Zeng and Cheng also take a formal approach. They focus on how reasoning at each step is situated in the outcome of previous design cycles, developing a recursive logic scheme to represent this process. Zeng integrates these ideas into his axiomatic theory of design modelling. This formally presents designing as a cycle of synthesis and evaluation which operates on a hierarchical structure defining the evolving design and its environment. On each cycle, the synthesis of partial solutions contributes to the evaluation criteria for future cycles.

Braha and Reich build on the formal design theory (FDT) of to develop the coupled design process (CDP) model. CDP provides a mathematical formalism which emphasises the role of exploration in progressing a design. In overview, designing is modelled as a repeating cycle of a closure operation followed by a selection operation. The closure operation, representing exploration, involves creating a set of design descriptions which do "not differ substantially" from the output of a previous design cycle. This is referred to as a closure set. The selection operation then focuses attention on one or more design descriptions from the closure set, which form seeds for the next cycle. In CDP, each design description comprises both specifications and solutions, which are elaborated together until the design is complete. Braha and Reich argue that their model allows concepts from the mathematics of closures to be interpreted to provide insights into design, and furthermore argue that GDT is a special case of CDP. On the other hand, unlike GDT, Braha and Reich do not discuss how their formalism might be implemented computationally.

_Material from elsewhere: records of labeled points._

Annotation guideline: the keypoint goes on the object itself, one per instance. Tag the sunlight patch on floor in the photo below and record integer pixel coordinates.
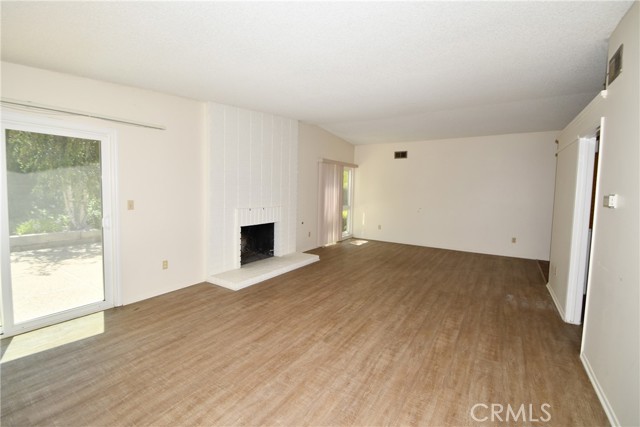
(51, 337)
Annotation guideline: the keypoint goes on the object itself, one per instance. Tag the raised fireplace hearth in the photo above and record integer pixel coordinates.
(256, 243)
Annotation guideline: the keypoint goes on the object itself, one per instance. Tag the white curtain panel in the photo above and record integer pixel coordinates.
(330, 203)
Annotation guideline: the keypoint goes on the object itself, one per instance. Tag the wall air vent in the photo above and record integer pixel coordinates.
(615, 66)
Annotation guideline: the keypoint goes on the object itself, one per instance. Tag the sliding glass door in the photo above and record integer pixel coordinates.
(347, 202)
(56, 252)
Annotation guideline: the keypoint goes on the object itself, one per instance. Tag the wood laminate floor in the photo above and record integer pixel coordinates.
(378, 334)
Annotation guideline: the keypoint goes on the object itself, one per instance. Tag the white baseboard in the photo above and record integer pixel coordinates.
(601, 395)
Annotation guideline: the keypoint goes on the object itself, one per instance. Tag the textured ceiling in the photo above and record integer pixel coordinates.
(366, 71)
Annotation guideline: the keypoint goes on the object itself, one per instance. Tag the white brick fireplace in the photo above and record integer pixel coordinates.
(252, 163)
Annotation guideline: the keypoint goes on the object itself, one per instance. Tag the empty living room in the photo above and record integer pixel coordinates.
(420, 213)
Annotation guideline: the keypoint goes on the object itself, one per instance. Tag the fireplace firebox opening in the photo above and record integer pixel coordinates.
(256, 242)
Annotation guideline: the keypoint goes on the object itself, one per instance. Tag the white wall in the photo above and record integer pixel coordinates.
(314, 143)
(253, 159)
(567, 251)
(611, 335)
(162, 171)
(469, 194)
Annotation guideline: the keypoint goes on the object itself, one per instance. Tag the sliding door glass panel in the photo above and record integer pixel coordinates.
(54, 186)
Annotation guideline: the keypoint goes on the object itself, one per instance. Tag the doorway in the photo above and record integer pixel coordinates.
(57, 239)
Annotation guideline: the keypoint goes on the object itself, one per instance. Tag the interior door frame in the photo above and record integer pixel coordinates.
(110, 223)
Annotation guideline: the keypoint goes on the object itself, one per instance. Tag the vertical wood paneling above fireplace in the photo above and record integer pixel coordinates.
(252, 163)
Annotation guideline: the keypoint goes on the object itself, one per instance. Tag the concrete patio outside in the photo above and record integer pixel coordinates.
(49, 280)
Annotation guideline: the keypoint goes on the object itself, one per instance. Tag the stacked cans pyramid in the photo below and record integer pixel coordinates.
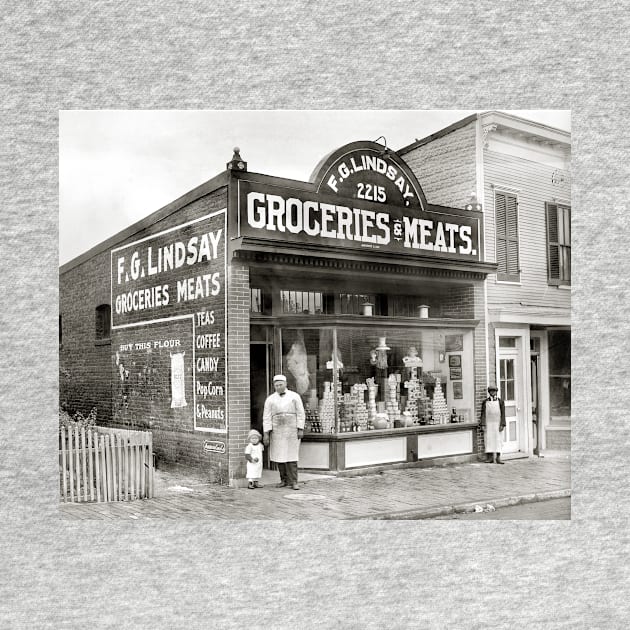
(440, 408)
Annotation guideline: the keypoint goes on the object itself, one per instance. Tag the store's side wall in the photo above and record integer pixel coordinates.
(136, 400)
(446, 167)
(533, 185)
(238, 367)
(84, 359)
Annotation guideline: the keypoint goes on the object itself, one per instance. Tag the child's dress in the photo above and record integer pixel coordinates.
(254, 469)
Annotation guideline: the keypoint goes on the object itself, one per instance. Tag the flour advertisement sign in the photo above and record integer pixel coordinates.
(169, 323)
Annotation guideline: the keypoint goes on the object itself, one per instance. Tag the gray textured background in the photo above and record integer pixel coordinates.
(266, 55)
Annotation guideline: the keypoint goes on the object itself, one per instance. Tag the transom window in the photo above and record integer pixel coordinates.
(506, 211)
(559, 243)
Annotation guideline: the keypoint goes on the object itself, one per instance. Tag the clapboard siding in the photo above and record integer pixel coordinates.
(532, 183)
(446, 167)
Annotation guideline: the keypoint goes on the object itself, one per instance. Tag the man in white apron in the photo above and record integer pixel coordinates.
(283, 428)
(493, 424)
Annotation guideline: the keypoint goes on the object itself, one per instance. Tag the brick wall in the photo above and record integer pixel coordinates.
(446, 167)
(238, 362)
(84, 361)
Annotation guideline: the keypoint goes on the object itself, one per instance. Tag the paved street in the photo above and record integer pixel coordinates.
(410, 493)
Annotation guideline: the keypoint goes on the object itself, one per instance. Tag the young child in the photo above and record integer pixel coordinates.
(253, 455)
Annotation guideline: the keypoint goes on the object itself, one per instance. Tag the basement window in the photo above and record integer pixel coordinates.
(102, 319)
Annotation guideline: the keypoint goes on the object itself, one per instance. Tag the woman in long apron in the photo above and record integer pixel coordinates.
(283, 428)
(493, 424)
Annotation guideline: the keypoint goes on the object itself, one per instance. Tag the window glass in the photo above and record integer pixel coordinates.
(506, 377)
(103, 321)
(360, 379)
(302, 302)
(560, 375)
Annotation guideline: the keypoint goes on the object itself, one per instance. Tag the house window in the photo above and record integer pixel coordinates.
(305, 302)
(559, 243)
(506, 211)
(103, 322)
(560, 376)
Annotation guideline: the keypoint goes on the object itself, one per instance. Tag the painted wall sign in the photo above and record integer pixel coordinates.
(280, 213)
(368, 171)
(211, 446)
(175, 281)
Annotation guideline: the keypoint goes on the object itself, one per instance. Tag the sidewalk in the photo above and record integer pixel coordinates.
(411, 493)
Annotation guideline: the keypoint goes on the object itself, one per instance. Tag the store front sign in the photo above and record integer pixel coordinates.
(211, 446)
(279, 213)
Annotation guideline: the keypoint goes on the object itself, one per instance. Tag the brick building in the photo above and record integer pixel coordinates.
(368, 295)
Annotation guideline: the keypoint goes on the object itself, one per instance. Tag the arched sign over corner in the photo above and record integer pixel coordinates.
(362, 197)
(369, 171)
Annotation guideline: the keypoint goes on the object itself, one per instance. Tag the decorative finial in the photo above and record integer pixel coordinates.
(237, 163)
(473, 204)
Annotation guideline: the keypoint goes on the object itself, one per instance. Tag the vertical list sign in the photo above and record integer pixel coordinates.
(210, 386)
(210, 371)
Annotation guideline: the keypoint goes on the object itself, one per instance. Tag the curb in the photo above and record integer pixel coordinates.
(463, 508)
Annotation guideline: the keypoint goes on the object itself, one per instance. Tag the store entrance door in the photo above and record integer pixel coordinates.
(510, 380)
(260, 362)
(534, 363)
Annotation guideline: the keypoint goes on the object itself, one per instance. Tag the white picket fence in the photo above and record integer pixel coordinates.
(105, 464)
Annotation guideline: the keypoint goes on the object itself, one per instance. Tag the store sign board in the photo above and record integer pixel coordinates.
(159, 284)
(279, 213)
(368, 171)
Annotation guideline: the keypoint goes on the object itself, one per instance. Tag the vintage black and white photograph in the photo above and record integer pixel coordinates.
(314, 314)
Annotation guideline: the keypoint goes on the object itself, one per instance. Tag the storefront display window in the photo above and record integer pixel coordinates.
(355, 378)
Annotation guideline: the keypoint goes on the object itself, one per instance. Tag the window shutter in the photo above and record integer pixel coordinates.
(552, 242)
(506, 211)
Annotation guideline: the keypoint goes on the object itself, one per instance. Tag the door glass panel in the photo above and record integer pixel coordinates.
(507, 379)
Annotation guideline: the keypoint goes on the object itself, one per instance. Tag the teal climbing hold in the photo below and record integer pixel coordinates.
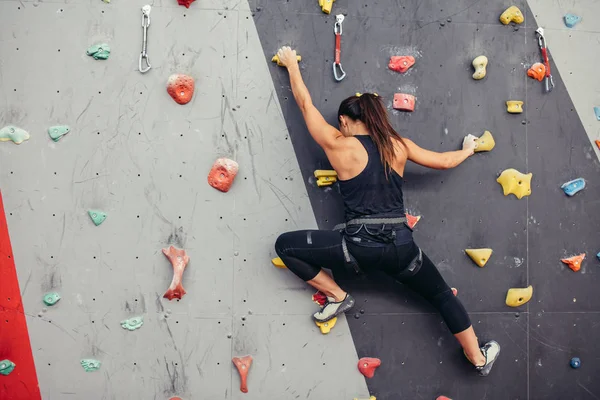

The final model to be mentioned in this subsection is the C-K theory introduced by Hatchuel and Weil. These authors argue that the two issues of creativity and the expansion of knowledge are fundamental to understanding designing, but are not comprehensively integrated within earlier models. C-K theory aims to address this by presenting designing as a process of traversing back and forth between two structured and expanding spaces. Knowledge space K comprises statements representing the designer's knowledge. Concept space C comprises propositions relating to the emerging design concept(s). These are undecided in that they are not yet known to be true or false. Designing is conceptualised as a set of operations that are applied to expand the knowledge structures in conjunction with the concept space. It concludes when the propositions necessary for a design have been developed and found to be true. Several formalisms have been developed considering the ideas of C-K theory. Some support tools and industrial applications using the theory are discussed by Hatchuel et al. A 2014 review concluded that C-K theory has been developed, applied, and adopted in more than 100 publications, and that it provides a framework which may be able to integrate earlier theories of design.